A 135M-parameter model fine-tuned to impersonate a person is a persona parrot, overfit on purpose. Greedy decoding surfaces the baked answers; anything off the map is improvisation, delivered with perfect confidence. That's why the banner at the top of the chat says what it says: this on-device AI will lie, confidently. Fluency and truth are different axes, and a small model is the gap made tangible.

That gap is also, not coincidentally, my actual obsession. The serious answer to it isn't a bigger parrot — it's nibli, a symbolic reasoning engine that derives conclusions with proof traces instead of predicting plausible text. The twin is the demo of the problem; nibli is the attempt at the solution.

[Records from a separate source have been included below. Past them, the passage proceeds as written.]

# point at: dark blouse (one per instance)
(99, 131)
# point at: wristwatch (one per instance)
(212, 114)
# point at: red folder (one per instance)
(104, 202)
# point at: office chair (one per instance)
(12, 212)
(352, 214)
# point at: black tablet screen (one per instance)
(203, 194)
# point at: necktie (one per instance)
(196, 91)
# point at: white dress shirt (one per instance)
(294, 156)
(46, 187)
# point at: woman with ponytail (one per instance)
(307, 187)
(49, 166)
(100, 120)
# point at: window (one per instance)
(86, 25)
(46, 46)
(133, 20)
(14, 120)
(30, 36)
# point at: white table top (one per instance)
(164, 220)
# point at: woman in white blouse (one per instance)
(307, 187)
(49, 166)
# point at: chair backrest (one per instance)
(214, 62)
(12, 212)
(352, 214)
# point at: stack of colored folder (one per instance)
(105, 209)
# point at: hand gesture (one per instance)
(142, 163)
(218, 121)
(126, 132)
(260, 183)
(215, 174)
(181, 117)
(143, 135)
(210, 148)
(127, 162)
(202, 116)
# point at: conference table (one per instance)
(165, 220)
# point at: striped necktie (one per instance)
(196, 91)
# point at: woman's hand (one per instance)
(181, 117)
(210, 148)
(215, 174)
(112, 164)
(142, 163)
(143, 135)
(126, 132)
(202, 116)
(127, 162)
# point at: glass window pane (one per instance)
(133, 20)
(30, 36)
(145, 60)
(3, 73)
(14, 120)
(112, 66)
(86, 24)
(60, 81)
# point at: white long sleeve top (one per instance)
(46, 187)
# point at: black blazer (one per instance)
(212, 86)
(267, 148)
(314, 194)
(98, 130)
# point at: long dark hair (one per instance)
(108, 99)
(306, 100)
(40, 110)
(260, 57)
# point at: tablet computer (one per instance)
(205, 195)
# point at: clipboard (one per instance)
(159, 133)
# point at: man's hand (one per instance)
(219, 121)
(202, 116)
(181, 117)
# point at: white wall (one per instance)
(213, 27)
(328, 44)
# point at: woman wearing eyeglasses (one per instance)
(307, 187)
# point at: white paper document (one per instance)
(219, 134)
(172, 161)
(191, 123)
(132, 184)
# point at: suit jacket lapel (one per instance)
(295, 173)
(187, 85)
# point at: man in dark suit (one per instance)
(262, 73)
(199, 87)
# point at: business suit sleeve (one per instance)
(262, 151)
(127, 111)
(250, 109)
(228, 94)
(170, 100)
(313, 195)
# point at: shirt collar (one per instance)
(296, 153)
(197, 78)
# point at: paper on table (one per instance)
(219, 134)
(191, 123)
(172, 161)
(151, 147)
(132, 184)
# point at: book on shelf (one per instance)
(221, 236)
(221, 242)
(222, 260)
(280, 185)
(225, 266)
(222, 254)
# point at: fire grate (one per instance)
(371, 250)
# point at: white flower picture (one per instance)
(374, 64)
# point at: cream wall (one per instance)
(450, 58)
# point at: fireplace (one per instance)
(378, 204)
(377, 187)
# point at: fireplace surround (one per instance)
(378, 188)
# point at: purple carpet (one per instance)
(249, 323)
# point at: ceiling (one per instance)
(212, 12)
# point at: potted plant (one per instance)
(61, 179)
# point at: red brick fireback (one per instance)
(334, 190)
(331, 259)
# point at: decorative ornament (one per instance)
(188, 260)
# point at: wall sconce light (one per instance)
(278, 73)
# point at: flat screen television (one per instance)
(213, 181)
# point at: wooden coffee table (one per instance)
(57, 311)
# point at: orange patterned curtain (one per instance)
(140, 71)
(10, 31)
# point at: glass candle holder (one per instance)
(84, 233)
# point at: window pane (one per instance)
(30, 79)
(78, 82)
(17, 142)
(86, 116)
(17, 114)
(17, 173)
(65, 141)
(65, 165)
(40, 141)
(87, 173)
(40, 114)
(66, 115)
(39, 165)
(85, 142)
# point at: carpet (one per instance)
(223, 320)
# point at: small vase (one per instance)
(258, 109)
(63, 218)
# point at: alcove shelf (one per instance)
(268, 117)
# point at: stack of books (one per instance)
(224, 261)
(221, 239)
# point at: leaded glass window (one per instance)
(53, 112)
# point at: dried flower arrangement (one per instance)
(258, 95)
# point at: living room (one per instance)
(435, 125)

The website gets to be both.

Numbers, for the benchmark-minded

Twin (SmolLM2-135M, q8_0): 145MB, loads once, cached by the browser.
Qwen twin (0.5B, q8_0): 531MB — noticeably better at staying on script and it opens the apps itself.
Dataset: ~270 hand-written examples after expansion; multi-turn conversations included so follow-ups stay in context.
Training: ~2 min (135M) / ~5 min (0.5B) per run on one RTX 5090.
Whisper tiny.en: ~40MB, transcribes a few seconds of speech in roughly real time, single-threaded.
Conversation history: ephemeral, in-memory, capped — nothing persists, nothing leaves.

Everything is open: the site source, the models, and the fine-tune pipeline (a follow-along runbook lives in the repo's finetune/ directory). If you build a twin of yourself, I'd genuinely like to hear how it lies about you.